L’avanzata delle replicanti. Dietro la Volkswagen “up!” è pronta una famiglia di modelli.
La prima ad arrivare (nei giorni scorsi in Spagna, a maggio in Italia) è la Seat Mii. Un nome senza un significato vero e proprio, se non le intenzioni di identificare qualcosa di personale con la seconda “i” a dare un tocco moderno (il riferimento alla wii, console di videogiochi, non sembra proprio casuale).
Nonostante la parentela stretta con la “up!”, le due auto sono diverse: calandra, taglio del finestrino posteriore, portellone, disegno dei paraurti e dei fari… Dettagli in grado di dare un dna caratteristico per ognuna delle auto.
All’interno le affinità sono maggiori e la differenza la fa, come per la “up!”, l’allestimento: razionale ed essenziale quella del nostro test (versione Reference), ricercato e trendy la più accessoriata Style.
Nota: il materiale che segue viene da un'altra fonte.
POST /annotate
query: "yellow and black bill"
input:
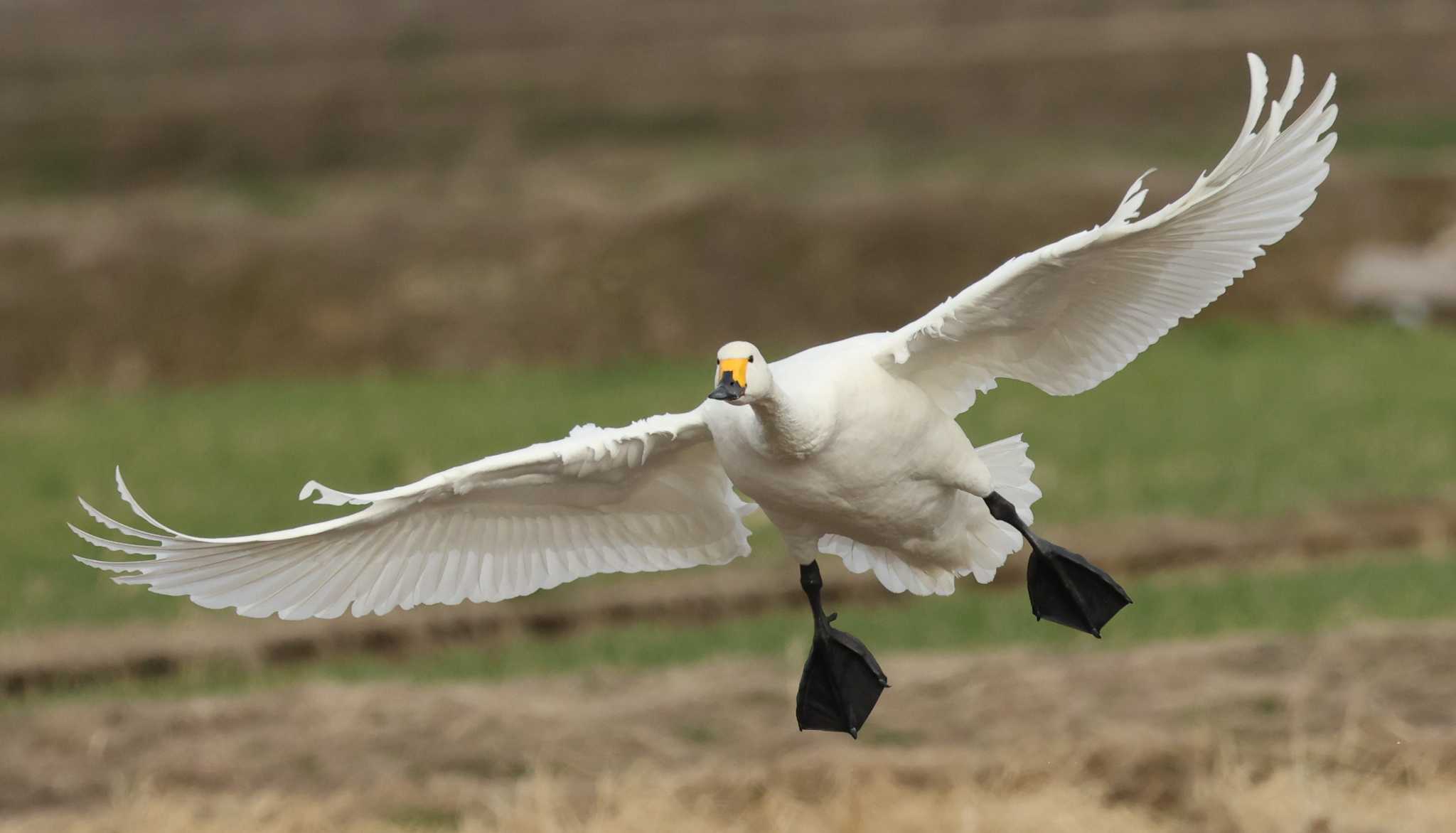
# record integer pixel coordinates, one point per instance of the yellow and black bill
(733, 377)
Il bagagliaio ha la stessa capacità della piccola tedesca: 251 litri con altezza del piano di carico variabile.
Per chi siede dietro, c’è spazio in abbondanza in altezza e anche le gambe, per viaggi brevi, non sono troppo penalizzate.
La qualità dei materiali e dell’assemblaggio è identica: entrambe escono dallo stesso stabilimento di Bratislava.
La scelta del nostro test è caduta sulla versione da 60 cavalli visto che avevamo già provato il tre cilindri da 75 cavalli con la “up!”. Il piccolo motore benzina fa il suo dovere, la rumorosità è sempre limitata. Quando si spinge però a fondo sull’acceleratore per dare brio alle prestazioni, i decibel entrano in maniera decisa nell’abitacolo.
Il motore è sufficientemente elastico, anche se sotto i 1.800 – 1.900 giri, fatica un poco a salire e per riprese rapide si è costretti a “lavorare” con il cambio (preciso negli innesti e con una leva dalle corrette dimensioni).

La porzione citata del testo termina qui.